Note that this isn't just a technical solution, but part of product design. Capturing intent before outcome implies delaying checks that can't be efficiently performed, and affects user experience: for example, a purchase request might have to be canceled because you received two concurrent purchases for your last inventory item. Decisions like this have to be discussed with product managers, designers, and other relevant stakeholders.
Clients are part of the system
You can’t design a distributed, eventually consistent system without making the edge-most application a part of the whole. The application that drives the user experience — the front-end web UI, or the mobile application, must be an integral, active part of the solution, including having its own local state, and not just a dumb client.

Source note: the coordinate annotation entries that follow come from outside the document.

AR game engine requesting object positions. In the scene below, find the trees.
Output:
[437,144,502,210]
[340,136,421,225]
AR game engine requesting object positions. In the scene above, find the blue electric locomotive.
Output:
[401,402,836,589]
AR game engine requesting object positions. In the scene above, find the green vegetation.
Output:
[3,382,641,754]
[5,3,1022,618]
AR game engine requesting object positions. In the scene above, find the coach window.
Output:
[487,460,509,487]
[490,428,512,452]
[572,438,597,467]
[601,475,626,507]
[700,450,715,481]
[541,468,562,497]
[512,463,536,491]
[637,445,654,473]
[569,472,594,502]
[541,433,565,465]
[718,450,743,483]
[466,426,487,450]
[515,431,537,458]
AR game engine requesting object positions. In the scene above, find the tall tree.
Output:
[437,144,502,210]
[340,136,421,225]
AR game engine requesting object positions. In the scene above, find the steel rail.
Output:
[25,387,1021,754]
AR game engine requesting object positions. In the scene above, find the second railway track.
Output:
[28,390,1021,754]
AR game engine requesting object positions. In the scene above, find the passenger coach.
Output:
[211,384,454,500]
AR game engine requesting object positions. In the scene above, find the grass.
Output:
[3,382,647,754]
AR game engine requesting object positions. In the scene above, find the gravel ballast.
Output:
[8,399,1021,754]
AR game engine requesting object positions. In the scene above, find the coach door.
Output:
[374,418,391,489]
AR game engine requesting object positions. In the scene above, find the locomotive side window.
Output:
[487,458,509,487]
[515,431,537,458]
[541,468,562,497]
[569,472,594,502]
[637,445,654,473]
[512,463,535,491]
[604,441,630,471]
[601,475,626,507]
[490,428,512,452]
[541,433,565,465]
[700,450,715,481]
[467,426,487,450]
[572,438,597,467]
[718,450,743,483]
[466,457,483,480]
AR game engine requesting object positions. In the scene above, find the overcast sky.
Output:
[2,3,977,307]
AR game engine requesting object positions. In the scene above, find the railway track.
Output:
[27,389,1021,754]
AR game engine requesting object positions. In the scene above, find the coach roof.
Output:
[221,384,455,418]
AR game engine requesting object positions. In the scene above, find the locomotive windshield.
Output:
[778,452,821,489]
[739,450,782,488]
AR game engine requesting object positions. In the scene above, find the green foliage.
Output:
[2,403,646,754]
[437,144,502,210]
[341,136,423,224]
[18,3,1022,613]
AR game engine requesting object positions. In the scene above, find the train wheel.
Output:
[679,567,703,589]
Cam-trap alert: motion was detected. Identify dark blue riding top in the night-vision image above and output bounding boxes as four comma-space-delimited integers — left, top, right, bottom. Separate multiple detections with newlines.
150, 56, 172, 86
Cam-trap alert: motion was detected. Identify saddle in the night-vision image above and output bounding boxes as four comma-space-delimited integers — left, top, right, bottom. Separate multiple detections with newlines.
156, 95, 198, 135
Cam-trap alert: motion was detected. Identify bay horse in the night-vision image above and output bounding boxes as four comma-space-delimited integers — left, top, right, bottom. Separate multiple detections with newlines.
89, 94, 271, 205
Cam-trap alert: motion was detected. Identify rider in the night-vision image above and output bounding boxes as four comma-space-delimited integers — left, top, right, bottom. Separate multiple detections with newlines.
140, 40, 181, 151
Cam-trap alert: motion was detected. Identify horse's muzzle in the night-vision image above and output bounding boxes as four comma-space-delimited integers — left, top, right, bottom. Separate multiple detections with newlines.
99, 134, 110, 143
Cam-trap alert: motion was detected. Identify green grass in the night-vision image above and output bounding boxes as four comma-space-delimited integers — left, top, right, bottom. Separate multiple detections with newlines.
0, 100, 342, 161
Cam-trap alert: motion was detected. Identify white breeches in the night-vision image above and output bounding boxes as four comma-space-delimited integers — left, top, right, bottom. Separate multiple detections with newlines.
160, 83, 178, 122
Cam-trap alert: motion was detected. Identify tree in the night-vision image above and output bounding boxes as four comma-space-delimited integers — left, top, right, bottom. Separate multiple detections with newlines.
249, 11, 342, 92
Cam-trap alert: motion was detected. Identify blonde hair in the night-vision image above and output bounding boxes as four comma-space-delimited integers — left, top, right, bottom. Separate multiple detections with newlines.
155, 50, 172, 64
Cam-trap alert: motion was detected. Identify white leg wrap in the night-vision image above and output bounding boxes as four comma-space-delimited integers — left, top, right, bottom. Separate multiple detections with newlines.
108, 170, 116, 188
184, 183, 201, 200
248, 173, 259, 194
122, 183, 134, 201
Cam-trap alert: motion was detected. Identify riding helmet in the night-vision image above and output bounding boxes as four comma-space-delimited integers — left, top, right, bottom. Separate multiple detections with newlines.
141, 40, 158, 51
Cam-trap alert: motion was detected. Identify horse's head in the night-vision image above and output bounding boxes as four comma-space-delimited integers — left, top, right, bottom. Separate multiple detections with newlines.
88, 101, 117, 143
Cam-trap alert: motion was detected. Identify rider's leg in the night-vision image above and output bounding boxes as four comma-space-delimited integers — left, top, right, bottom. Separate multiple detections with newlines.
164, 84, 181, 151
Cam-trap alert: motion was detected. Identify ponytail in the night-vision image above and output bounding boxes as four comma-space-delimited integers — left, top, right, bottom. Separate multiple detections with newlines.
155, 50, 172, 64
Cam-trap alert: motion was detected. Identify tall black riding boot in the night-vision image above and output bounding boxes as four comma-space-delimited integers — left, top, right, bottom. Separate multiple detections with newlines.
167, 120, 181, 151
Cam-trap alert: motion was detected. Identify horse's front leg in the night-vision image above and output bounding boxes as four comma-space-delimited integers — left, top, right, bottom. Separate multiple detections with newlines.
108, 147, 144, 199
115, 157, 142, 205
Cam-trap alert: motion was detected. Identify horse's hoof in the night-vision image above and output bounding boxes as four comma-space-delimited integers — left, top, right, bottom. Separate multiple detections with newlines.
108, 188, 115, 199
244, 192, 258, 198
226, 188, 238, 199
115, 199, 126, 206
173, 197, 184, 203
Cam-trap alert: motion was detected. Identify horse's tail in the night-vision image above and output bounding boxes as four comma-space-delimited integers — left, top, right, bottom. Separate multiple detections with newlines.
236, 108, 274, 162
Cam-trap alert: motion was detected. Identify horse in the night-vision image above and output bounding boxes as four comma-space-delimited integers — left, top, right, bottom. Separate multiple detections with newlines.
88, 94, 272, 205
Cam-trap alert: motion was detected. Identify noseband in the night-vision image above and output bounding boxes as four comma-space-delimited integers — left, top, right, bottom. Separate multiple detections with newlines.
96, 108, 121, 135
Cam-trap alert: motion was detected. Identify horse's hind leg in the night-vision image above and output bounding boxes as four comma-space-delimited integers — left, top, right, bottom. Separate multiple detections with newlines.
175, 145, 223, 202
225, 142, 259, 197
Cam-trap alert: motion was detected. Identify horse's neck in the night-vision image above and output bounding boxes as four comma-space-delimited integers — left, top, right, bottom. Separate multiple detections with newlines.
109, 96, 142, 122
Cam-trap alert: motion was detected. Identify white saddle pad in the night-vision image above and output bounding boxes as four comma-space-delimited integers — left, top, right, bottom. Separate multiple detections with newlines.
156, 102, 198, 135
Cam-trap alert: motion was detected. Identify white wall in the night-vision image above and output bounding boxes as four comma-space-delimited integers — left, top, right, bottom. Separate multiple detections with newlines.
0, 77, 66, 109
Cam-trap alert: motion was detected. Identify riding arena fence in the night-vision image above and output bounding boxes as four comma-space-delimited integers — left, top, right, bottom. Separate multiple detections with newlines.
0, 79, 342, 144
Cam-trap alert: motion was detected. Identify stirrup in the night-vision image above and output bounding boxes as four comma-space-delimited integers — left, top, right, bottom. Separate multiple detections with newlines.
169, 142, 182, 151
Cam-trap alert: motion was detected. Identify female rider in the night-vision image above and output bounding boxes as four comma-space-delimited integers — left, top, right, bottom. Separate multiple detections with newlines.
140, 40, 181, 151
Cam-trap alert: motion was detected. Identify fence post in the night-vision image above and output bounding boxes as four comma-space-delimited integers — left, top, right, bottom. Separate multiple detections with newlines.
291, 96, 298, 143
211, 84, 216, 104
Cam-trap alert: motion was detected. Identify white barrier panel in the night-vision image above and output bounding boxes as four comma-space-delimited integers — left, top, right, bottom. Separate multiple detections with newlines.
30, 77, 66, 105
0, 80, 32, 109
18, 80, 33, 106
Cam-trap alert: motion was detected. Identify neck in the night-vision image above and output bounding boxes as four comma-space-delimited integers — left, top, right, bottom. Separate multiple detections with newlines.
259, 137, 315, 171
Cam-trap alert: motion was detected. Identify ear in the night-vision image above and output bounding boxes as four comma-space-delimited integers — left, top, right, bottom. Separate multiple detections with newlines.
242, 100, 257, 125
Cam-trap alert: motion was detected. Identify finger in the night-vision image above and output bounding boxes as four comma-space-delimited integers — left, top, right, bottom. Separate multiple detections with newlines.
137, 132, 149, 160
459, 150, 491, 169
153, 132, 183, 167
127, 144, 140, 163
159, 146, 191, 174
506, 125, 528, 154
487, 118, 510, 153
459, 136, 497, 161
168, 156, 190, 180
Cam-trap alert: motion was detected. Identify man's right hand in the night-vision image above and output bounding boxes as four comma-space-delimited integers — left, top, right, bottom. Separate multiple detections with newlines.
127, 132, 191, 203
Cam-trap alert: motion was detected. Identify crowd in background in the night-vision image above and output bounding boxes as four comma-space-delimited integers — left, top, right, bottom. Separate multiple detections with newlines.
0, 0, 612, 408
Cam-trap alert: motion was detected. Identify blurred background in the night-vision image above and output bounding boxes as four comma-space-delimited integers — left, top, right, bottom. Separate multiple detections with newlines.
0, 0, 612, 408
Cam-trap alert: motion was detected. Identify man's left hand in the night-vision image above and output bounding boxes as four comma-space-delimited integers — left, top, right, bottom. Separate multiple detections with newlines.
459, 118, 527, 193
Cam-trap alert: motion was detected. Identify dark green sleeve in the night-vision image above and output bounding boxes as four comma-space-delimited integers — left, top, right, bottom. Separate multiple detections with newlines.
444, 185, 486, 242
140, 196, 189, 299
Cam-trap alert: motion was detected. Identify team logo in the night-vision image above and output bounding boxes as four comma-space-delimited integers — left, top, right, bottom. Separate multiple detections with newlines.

Using the Buy Foo scenario as an example, a flow that would preserve a good user experience would look like this:
- User clicks the “make purchase” button;
- A purchase request containing all the required data is generated and saved to the client local storage. The request must have a unique id generated by the client;
- After the request is saved to persistent local storage, submit it to the server API;
- From here on there are multiple options: the submit API itself might be a long poll that completes when the purchase request is successfully processed by the server, or it might return an simple acknowledgement, with a different API or WebSocket used for status updates.
- APIs must be idempotent, so if the client re-submits a request with the same id, the server should not create a second purchase.
The most important property is this: the intent to submit a request is captured and persisted to local storage before any remote calls happen; the client knows for sure that the user submitted the purchase request. If the app crashes, it can load that pending request from storage; if the API call fails, it can resubmit the purchase request, and so on. The user will never be left to guess what happened to their purchase request, and the client application can always show some information about it, even if it’s “pending”.
Modern frontends are complex applications
One important lesson to realize from the pattern above is that modern frontend applications aren’t just about rendering a user interface. They’re full-blown applications, participants in a distributed system, and that application needs its own domain model, database (what’s the Web Storage API if not a Key-Value database), etc. The idea that your frontend is only the View in an MVC architecture is long, long dead.
I’m at the point where I’m starting to loath the term “frontend”, or at least the charged meaning that frontend development is easier or less important than developing backend applications. If anything, designing and developing the edge-most part of your system, the part that interacts with most valuable people — your customers — is more important than anything else.
I wanted to write more about this backend and frontend separation, and about applications versus systems, but I have feelings about this topic, and I’d easily write a full length post about it. So, until then.